For additional background, see: the Anderson Valley Advertiser’s 2004 article about Chief Bailey solving a “cold case” murder: “`The Victim Didn’t Smoke’ - How attention to detail solved a 30-year old murder in Navarro,” by Mark Scaramella, found at https://theava.com/archives/105169.
See, also, the Anderson Valley Advertiser’s 2018 article about Chief Bailey and Tai Abreu: “One Murder, Four Deaths,” by Bruce Anderson; found at https://theava.com/archives/80600.

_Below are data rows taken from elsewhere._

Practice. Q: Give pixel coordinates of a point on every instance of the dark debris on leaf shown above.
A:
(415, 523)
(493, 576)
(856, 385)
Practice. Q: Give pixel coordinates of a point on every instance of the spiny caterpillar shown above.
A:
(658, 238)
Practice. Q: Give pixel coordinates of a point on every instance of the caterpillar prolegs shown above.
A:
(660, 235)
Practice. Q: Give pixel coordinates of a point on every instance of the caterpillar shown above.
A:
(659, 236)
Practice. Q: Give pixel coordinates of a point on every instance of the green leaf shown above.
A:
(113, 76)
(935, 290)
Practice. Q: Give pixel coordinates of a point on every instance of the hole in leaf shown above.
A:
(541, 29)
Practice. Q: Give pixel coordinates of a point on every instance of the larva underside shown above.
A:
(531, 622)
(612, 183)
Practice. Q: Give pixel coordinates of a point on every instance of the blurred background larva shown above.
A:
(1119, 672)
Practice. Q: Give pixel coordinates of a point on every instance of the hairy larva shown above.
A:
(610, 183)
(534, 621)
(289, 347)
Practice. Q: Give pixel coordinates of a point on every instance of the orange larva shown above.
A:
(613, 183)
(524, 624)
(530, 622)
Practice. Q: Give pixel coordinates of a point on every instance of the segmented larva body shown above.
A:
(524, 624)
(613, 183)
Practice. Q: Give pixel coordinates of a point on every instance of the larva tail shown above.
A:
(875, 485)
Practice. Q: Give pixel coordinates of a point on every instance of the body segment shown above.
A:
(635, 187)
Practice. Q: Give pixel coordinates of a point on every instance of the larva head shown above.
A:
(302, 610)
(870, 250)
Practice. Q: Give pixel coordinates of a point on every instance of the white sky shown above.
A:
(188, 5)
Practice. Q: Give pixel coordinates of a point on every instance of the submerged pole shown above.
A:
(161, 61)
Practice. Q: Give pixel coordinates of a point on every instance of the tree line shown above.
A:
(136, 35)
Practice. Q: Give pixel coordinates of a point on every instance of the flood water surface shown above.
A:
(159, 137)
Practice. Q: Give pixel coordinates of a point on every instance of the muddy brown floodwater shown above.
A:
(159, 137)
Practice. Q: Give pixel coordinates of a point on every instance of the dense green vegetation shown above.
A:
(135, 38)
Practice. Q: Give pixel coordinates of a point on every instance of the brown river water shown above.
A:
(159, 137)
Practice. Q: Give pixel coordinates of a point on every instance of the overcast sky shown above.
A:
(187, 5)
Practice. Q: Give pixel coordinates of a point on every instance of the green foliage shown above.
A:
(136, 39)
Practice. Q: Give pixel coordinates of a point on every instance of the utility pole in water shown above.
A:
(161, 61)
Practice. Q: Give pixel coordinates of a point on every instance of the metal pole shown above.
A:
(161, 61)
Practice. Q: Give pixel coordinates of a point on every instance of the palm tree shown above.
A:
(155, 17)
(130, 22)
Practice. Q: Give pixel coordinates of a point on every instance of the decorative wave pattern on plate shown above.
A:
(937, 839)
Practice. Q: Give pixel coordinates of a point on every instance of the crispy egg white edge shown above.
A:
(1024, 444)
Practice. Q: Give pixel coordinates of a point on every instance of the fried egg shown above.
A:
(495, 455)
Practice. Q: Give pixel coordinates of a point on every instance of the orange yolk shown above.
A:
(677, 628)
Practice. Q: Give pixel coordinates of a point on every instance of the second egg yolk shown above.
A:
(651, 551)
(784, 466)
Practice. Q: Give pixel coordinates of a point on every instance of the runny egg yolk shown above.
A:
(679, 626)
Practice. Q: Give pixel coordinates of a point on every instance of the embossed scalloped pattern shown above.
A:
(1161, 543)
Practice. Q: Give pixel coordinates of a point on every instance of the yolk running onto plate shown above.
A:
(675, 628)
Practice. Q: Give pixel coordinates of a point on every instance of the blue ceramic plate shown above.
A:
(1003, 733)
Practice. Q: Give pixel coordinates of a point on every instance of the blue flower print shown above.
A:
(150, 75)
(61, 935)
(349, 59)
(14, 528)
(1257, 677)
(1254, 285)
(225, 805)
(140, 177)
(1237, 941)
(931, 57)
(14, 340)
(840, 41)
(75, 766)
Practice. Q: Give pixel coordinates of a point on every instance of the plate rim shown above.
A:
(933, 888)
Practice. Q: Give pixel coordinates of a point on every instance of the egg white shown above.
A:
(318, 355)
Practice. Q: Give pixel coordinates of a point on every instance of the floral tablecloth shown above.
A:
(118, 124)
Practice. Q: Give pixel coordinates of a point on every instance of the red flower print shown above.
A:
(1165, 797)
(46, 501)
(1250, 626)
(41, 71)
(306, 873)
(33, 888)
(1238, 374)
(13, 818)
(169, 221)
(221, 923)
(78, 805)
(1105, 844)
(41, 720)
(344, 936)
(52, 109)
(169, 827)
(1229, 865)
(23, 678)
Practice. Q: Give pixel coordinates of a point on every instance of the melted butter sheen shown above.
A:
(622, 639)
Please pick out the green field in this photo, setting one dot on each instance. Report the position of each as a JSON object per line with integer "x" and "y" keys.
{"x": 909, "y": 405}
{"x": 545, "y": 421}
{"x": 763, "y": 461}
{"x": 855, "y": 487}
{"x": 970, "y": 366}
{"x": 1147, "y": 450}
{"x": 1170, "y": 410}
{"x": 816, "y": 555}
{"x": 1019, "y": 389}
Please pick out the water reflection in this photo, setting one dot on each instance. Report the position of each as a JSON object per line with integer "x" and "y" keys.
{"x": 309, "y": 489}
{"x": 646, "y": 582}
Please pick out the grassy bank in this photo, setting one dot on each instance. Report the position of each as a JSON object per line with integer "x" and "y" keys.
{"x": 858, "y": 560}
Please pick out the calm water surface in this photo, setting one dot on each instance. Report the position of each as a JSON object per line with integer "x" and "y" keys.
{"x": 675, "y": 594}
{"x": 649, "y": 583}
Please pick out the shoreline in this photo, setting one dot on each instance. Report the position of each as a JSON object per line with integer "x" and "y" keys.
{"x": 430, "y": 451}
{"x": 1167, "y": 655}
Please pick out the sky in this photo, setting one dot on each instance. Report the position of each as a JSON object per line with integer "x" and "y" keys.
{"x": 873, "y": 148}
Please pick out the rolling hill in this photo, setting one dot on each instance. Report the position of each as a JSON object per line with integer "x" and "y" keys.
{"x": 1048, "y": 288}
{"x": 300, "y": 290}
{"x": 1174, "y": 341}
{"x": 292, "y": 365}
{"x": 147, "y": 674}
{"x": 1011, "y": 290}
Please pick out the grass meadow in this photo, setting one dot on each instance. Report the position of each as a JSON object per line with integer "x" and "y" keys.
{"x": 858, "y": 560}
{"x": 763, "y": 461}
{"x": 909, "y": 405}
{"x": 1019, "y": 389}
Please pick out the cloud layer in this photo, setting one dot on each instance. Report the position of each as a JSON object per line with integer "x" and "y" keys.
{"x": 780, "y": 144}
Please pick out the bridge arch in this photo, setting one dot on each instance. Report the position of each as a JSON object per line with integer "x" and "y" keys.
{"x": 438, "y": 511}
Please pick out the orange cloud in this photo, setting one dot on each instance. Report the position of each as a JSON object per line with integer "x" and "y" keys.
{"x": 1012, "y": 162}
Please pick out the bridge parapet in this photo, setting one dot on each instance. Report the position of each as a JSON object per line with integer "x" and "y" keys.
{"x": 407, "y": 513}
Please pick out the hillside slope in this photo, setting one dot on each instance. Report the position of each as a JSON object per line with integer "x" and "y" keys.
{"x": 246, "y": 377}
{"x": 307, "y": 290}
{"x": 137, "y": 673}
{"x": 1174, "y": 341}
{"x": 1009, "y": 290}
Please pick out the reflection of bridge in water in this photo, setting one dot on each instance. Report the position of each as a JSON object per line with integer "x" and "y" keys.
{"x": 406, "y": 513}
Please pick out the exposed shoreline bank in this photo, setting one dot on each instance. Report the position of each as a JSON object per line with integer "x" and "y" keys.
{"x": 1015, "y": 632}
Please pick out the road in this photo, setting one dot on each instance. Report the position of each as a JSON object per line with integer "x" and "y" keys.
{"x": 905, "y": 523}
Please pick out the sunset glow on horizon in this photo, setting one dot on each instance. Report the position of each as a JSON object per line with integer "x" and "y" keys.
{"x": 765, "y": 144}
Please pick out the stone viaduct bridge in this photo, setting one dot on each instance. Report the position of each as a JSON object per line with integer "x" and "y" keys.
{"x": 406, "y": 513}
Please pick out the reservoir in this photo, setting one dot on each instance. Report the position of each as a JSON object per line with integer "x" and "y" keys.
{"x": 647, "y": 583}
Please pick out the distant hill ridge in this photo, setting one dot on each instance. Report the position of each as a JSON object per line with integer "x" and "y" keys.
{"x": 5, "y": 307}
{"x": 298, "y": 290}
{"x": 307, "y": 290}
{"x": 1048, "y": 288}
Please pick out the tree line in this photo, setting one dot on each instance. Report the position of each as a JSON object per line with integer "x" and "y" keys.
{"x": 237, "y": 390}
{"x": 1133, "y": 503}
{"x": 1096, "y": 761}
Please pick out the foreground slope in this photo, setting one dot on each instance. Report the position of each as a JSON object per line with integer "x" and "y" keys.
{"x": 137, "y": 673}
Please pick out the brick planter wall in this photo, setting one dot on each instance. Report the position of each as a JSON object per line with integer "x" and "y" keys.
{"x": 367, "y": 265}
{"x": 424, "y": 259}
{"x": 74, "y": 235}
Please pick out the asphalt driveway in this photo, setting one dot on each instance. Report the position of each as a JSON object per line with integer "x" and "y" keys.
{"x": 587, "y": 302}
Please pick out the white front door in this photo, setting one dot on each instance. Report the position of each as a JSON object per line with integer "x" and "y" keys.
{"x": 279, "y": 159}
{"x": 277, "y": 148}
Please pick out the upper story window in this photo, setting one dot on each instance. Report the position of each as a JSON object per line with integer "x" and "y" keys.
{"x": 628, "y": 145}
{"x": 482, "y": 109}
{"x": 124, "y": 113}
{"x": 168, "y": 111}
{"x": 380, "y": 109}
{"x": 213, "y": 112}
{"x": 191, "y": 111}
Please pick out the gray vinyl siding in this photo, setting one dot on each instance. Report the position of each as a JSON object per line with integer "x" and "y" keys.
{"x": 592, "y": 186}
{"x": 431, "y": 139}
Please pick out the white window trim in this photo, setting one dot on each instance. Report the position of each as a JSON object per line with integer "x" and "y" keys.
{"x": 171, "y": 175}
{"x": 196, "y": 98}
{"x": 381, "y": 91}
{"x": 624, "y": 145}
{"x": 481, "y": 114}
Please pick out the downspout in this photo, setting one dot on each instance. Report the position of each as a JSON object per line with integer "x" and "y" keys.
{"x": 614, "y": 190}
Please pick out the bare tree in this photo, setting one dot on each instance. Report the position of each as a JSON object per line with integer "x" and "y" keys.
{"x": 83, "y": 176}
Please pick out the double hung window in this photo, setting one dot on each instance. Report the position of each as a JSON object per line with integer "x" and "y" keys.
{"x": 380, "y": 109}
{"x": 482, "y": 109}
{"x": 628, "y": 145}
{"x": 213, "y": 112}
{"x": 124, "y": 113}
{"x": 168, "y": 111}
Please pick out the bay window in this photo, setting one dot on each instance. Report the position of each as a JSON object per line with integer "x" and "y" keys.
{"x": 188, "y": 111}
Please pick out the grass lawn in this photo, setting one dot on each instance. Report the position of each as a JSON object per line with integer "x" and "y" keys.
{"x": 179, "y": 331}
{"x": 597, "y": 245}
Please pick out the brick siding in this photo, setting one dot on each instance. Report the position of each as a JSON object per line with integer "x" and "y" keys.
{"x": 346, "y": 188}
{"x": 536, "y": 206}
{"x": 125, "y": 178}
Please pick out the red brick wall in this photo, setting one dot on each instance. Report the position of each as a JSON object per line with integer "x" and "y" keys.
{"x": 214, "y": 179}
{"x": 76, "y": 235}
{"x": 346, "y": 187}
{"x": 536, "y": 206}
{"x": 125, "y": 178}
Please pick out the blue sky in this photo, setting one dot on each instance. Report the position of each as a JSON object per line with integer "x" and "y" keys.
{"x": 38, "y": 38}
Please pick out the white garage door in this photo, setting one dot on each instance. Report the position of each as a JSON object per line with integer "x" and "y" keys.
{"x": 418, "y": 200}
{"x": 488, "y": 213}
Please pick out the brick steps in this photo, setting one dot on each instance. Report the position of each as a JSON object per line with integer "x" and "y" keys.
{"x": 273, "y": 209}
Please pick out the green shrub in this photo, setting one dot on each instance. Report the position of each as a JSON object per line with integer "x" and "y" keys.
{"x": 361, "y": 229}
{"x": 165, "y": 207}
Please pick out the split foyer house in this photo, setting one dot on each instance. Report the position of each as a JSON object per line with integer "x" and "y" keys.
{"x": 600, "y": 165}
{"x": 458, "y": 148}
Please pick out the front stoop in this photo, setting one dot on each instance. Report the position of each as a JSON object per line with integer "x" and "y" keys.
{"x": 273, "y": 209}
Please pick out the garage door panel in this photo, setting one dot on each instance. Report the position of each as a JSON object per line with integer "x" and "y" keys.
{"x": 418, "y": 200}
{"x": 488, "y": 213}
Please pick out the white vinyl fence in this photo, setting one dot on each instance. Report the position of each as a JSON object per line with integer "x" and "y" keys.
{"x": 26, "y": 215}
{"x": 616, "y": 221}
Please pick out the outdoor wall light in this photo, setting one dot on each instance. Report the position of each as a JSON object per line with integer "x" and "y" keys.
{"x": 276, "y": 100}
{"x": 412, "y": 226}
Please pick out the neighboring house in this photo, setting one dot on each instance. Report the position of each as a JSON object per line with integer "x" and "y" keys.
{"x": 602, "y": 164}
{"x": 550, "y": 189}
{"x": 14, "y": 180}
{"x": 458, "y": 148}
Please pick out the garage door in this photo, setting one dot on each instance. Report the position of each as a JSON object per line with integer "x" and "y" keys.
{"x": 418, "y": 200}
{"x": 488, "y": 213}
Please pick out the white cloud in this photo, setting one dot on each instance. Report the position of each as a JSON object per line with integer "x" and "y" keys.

Kevin Bailey’s Finest Hour
In July of 2010 when the Board of Supervisors discussed CEO Angelo’s proposed pay cut for Deputies and other County line workers, DA Investigator Kevin Bailey got right to the heart of the matter:
“I will not waste my time appealing to a group of individuals who have proven themselves unworthy of performing the jobs they were elected to do. When you ask those who have given so much of themselves to this community to give more than you yourselves are willing to give, you should be ashamed. Any member of this board who votes to impose a 13% reduction should look at their shoes when they pass a law enforcement officer. You're not worthy to look them in the eye. We're not saying we should not be part of the solution; we're only saying we should not have to give any more than any other group. Supervisors Colfax and Smith have sat idly by and given NOTHING of their own salary while they raise their hands in support of a 13% pay reduction. You [first] gave marching orders to your negotiator to present the DSA [Deputy Sheriff’s Association] with a 24% pay cut. And then you declared an impasse when it was voted down by the membership. You did this and you called it “negotiations”? Your conduct throughout this entire negotiation has made it clear that you do not support or appreciate the sacrifices and dedication made by those who put it all on the line for this county. I spent 14 years doing this job for this County. I started in the jail, moved to patrol, moved to detectives, and now I'm a DA investigator. I've been in the emergency room twice; I've been in the back of an ambulance once seeking emergency medical treatment. I've bled for this county. I suffered for this county. But I did not ask my family to go hungry for this county. Remember, you were elected to represent us, not rule us. Enjoy your full paychecks while you can and we'll meet on election day. When I pass you on the street, I'll be the one with the stiff back with my head held high and you'll be the one looking at your shoes. You should all be ashamed.”
Bailey got a loud round of applause from the large crowd of deputies and other county employees in the room.